Apenas unas horas antes la vida fluía tranquila en su rutina. Había sido un día de lo más normal. Teníamos planes para el día siguiente, y para la próxima semana. Hablamos de temas triviales, comentamos las noticias de las nueve mientras cenamos, reímos por alguna tontería, quizá incluso perdiera un poco la paciencia también. Nada hacía presagiar entonces que un momento después se nos quebraría el corazón.

—Sí, sí, estamos todos… —balbuceamos tras las mascarillas, asintiendo con la cabeza para reforzar la respuesta por si acaso no nos salía la voz. El nudo en el estómago me ahogaba, las rodillas a duras penas me sostenían. Seguía sin poder despertar de aquella pesadilla.

Estado crítico. Ventilación asistida. Sedación. Horas vitales. Gravedad. Haremos todo lo posible. Estén preparados. Oxígeno. Situación muy justa. Riesgo. Hay que esperar…

Palabras que se me clavaban en la sien para volverse luego extrañamente lejanas, como si fuera un rumor entre la niebla amortiguado por mis propios pensamientos queriendo negar la realidad, tratando de entender cómo era posible que estuviéramos allí reunidos a las dos de la madrugada.

Después de cenar lo habíamos oído toser. Una tos tranquila y esporádica, nada que hiciera saltar las alarmas. Sin embargo, preferimos comprobar que todo estaba bien, es lo que tiene preocuparse de alguien a quien quieres. La tos se convirtió en asfixia en cuestión de segundos. Diez minutos después, cuatro médicos trataban de estabilizarlo en su propia cama antes de poder trasladarlo al hospital mientras él, inconsciente, se aferraba a la vida con una fuerza tremenda.

Al caos del principio le siguió una sucesión de horas lentas, eternas y amargas. El frío de los pasillos solitarios me calaba los huesos mientras un sudor extraño me erizaba la piel en cada escalofrío que me recorría el cuerpo, aunque yo creo que más bien eran quejidos del alma. Luché contra todos los pensamientos negativos que se colaban en mi mente, los desterré asustada y rabiosa. No quería pensar en eso, no quería tentar aún más a la suerte ni adelantarme a unos acontecimientos para los que no estaba, ni estoy, preparada. Como si de alguna superstición se tratara, rechacé cualquier pesimismo en una cruenta batalla contra mí misma.

Busqué consuelo en los últimos momentos juntos confiando en todos los que vendrán.
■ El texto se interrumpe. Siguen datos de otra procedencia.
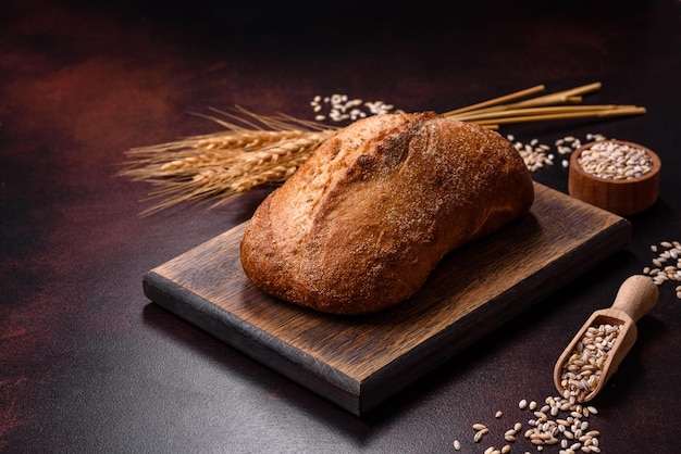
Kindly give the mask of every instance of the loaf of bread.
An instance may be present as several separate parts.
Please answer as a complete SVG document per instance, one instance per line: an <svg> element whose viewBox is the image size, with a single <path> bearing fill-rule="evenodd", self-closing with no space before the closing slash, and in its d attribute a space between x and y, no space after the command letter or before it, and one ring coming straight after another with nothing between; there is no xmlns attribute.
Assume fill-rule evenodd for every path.
<svg viewBox="0 0 681 454"><path fill-rule="evenodd" d="M327 139L262 202L242 265L278 299L376 312L409 299L445 254L533 200L522 157L497 133L435 113L371 116Z"/></svg>

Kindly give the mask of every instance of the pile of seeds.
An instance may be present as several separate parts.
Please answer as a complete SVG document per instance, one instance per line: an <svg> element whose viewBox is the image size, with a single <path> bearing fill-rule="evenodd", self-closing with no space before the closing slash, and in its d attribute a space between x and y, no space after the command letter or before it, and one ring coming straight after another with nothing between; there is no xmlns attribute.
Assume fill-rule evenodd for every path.
<svg viewBox="0 0 681 454"><path fill-rule="evenodd" d="M620 332L619 325L590 326L562 365L560 384L569 396L583 402L603 378L603 368Z"/></svg>
<svg viewBox="0 0 681 454"><path fill-rule="evenodd" d="M606 179L641 178L653 169L653 159L645 150L612 141L582 151L578 162L584 172Z"/></svg>
<svg viewBox="0 0 681 454"><path fill-rule="evenodd" d="M570 165L569 155L582 146L582 139L574 136L566 136L557 139L553 147L546 143L540 143L538 139L522 142L516 140L512 134L507 135L506 139L518 150L530 172L537 172L545 166L554 165L556 153L562 156L560 164L564 168L567 168ZM584 140L587 142L600 142L606 140L606 137L600 134L590 133L585 136Z"/></svg>
<svg viewBox="0 0 681 454"><path fill-rule="evenodd" d="M681 242L660 241L659 247L651 245L651 251L658 255L653 258L653 266L643 268L643 274L651 276L657 286L668 281L681 281ZM674 290L677 298L681 300L681 286L677 286Z"/></svg>
<svg viewBox="0 0 681 454"><path fill-rule="evenodd" d="M349 98L347 94L334 93L329 97L315 96L310 101L314 119L323 122L331 119L335 123L354 122L369 115L397 113L393 104L383 101L363 101L358 98Z"/></svg>
<svg viewBox="0 0 681 454"><path fill-rule="evenodd" d="M521 411L532 412L532 417L528 420L529 427L523 432L522 423L515 423L504 433L502 446L488 445L484 454L510 453L511 445L521 433L538 452L548 446L559 446L560 454L600 452L600 432L591 428L587 420L598 411L594 406L579 404L574 395L569 395L569 392L565 396L546 398L541 407L536 401L528 402L523 399L518 403L518 407ZM495 417L500 418L502 412L497 412ZM475 443L482 443L490 434L490 428L482 423L473 424L472 429ZM455 451L461 450L459 440L454 441L454 449Z"/></svg>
Recordé su cumpleaños celebrado solo cinco días antes con toda la familia, y la felicidad que significa verlo sonreír, brindar, contar chistes, desesperarse con el fútbol, disfrutar con una buena mesa, tararear las canciones de siempre, salir a pasear, apuntarse a un bombardeo… Me agarré a la esperanza, que definitivamente es lo último que se pierde, para poder escapar de un laberinto de dolor y ausencia que me mareaba en aquella calma mentirosa. Le rogué a ese Dios que a veces olvido, a la ciencia y al destino, que no me arrebatara esa noche a mi padre.

Y cuando al fin sus latidos se acompasaron de nuevo, sentí que lo hacían también los míos.